5

I'm writing a program to step through a directory tree (Yes, I know about File::Find, but I'm writing a replacement).

In my program, I'm doing a readdir on a whole directory and placing it in a list. I need to do two things:

  1. Remove . and .. from the list
  2. Prepend the current directory name on each file.

I can do this with a loop, or I can use map and grep:

# Map and Grep

my @dir_stack = readdir $dir_fh;;
@dir_stack = grep { !/^\.{1,2}$/ } @dir_stack;
@dir_stack = reverse map { "$cwd/$_" } @dir_stack;
push @stack, @dir_stack;

# Read Loop

opendir $dir_fh, $cwd;
my @dir_stack;
foreach my $file (readdir $dir_fh) {
    next if $file =~ /^\.{1,2}$/;   #Skip "." and ".."
    unshift @dir_stack, "$cwd/$file";
}
push @stack, @dir_stack;

What about combining grep and map?

 opendir $dir_fh, $cwd;
 my @dir_stack = readdir $dir_fh;;
 @dir_stack = grep { !/^\.{1,2}$/ && {$_ = "$cwd/$_"} } @dir_stack;
 push @stack, reverse @dir_stack;

I want my code to be readable next week when I look at it and try to figure out what's going on. I also need my code to be efficient.

David W.
  • 105,218
  • 39
  • 216
  • 337

3 Answers3

7

Modifying $_ in grep? yuck! And what's with using an anon hash constructor?
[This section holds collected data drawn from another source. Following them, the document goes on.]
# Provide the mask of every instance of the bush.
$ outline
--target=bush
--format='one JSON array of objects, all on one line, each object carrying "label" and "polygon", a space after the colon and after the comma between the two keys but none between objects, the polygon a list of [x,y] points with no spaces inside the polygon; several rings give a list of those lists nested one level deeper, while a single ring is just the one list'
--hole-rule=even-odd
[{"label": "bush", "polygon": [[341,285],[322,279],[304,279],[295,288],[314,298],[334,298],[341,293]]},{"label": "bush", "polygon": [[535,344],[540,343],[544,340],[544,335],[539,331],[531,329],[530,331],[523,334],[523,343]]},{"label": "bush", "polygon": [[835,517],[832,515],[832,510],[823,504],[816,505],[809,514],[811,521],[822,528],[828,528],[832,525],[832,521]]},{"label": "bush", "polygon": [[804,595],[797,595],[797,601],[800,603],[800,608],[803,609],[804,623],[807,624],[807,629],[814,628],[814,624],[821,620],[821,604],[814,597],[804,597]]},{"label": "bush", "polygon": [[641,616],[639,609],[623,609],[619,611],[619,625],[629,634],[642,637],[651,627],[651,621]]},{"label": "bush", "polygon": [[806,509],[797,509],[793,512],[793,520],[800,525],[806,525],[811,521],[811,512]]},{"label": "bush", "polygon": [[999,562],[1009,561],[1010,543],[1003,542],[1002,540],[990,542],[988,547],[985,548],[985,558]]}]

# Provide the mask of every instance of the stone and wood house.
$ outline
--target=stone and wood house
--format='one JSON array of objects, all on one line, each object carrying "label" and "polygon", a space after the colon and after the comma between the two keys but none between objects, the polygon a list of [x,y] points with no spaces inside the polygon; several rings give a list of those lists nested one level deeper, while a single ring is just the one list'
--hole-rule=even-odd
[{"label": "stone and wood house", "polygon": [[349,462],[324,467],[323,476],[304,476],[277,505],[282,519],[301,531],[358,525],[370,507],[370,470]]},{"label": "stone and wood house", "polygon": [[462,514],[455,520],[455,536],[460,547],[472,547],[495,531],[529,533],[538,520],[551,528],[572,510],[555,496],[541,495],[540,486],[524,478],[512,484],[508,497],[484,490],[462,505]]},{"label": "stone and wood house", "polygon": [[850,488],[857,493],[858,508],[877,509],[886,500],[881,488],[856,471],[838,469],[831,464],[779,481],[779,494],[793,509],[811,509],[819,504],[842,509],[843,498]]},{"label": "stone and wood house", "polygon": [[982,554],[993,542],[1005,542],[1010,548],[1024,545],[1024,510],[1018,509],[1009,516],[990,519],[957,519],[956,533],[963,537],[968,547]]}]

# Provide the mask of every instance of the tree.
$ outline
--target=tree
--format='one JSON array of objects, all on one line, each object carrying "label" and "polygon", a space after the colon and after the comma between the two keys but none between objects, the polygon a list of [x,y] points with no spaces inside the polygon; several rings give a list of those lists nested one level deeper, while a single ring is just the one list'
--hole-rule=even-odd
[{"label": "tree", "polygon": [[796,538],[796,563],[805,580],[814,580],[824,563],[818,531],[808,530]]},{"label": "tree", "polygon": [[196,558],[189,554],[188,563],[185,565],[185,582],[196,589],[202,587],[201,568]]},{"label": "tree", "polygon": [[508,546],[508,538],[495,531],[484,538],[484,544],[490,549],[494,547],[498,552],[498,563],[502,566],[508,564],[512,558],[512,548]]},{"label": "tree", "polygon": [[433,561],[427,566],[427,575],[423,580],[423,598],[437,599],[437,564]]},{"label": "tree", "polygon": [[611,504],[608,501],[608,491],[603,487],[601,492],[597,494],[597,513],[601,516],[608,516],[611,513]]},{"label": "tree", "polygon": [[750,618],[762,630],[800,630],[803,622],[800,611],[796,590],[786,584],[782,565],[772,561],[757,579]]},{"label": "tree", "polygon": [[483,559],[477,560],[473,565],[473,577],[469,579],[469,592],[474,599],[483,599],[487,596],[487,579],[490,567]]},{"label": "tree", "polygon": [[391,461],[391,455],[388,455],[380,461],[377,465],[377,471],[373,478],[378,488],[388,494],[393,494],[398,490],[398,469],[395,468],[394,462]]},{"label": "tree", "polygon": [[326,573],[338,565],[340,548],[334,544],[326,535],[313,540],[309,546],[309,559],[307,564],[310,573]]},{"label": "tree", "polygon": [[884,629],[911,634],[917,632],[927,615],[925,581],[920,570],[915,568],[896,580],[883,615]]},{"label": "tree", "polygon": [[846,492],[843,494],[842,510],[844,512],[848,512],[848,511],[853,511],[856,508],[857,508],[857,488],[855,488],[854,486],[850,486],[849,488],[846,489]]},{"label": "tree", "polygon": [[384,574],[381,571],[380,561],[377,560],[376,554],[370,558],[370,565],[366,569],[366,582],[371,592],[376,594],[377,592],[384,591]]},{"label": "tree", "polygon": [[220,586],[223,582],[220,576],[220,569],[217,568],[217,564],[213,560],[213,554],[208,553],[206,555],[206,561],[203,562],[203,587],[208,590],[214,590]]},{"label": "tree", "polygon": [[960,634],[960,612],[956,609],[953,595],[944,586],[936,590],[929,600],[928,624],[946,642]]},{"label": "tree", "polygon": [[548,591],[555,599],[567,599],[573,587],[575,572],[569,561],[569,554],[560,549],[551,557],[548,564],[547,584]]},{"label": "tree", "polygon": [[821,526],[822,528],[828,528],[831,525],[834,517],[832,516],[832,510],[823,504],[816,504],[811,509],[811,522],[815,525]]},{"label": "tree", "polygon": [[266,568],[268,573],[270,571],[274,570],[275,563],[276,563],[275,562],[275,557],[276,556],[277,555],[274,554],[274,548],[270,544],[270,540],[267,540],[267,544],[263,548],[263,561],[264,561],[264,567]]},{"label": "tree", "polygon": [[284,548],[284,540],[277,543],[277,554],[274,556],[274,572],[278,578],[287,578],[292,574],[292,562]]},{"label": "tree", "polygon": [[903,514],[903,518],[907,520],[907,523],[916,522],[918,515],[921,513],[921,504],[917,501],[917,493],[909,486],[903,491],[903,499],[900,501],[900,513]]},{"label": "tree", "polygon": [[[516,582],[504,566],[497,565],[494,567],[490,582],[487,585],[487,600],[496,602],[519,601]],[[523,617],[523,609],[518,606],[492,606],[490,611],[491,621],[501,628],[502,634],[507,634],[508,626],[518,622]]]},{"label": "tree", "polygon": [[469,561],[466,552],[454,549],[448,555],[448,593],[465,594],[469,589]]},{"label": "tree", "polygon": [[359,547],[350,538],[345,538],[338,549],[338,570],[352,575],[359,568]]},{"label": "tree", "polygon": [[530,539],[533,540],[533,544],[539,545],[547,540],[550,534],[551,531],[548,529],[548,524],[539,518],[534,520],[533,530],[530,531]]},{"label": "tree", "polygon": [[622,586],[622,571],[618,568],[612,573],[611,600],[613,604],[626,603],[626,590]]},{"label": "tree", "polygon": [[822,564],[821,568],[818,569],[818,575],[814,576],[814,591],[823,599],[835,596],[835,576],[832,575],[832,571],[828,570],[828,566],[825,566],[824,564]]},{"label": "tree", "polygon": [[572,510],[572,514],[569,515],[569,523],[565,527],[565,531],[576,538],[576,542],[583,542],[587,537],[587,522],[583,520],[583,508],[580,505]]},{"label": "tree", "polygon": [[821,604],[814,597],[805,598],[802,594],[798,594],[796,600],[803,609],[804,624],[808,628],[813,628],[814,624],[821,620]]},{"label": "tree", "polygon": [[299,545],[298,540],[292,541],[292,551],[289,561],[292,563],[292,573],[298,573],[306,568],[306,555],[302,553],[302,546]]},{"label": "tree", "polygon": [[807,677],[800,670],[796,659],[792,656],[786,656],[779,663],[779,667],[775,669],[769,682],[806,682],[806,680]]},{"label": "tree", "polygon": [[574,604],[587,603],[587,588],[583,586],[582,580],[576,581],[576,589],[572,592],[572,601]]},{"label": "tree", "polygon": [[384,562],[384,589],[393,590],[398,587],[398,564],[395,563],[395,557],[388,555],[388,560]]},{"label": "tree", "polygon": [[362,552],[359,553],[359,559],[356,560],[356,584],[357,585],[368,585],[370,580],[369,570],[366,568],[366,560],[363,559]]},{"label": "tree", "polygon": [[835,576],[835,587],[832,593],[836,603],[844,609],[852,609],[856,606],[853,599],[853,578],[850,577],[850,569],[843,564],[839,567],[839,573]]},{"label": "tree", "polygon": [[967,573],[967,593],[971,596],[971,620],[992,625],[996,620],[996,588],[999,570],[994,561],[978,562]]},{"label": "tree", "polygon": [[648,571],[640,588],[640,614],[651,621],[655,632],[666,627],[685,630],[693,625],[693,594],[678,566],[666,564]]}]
@dir_stack = grep { !/^\.{1,2}$/ && {$_ = "$cwd/$_"} } @dir_stack;

should be

@dir_stack = map { /^\.\.?\z/ ? () : "$cwd/$_" } @dir_stack;

But I personally find using both map and grep more readable than combining them.

push @stack,
   reverse
    map "$cwd/$_",
     grep !/^\.\.?\z/,
      readdir $dh;

The need for reverse is rather odd, and it's much more visible here than hiding as a unshift, so that's another bonus.

ikegami
  • 367,544
  • 15
  • 269
  • 518
  • +1: If not combining `map` and `grep` leads to performance problems, the directory is way, way too big. – Tim Dec 12 '11 at 19:56
  • I combined `map` and `grep` in a single `grep` for performance reasons. I've noticed that `map` and `grep` aren't that much more efficient than a loop. If I used them both, wouldn't a loop would be more efficient? Reverse/unshift isn't needed, but I want to keep the files in order as they are with `find`. Does combining all of these commands into a single super command more efficient than doing it line-by-line? Can they operate in parallel, or doe `grep` have to complete and return a list before `map` can do anything. If it's the latter, I'd prefer to list each line. – David W. Dec 12 '11 at 21:04
  • @David W., `readdir` does return the same order as `find`. You're reversing it twice: Once using `reverse` and then once using a stack. To preserve order, drop the `reverse`, and use a *queue* instead of a stack (push+shift instead of push+pop). – ikegami Dec 13 '11 at 01:06
  • @David W., To paraphrase your question, "does removing three array assignments make it more efficient than doing it line-by-line", and the answer is yes. Not only is it more readable, not doing three assignments is faster than doing three assignments. – ikegami Dec 13 '11 at 01:09
  • 1
    @David W., What makes you think than combining into that grep is faster than combining into that map? – ikegami Dec 13 '11 at 01:13
2

To make your code more readable, you just need to include one more line:

# exclude '.' and '..', and prepend dir name to each elem in @dir_stack

:-)

mob
  • 117,087
  • 18
  • 149
  • 283
  • 4
    Comments shouldn't repeat the code, but state the goal. "# Full path names of directory contents." is a *much* better comment. – ikegami Dec 12 '11 at 19:55
1

Sounds like you may want glob instead. Though I believe it will exclude all files beginning with . (i.e. hidden files), not just . and ... And of course, you can't have spaces in the path.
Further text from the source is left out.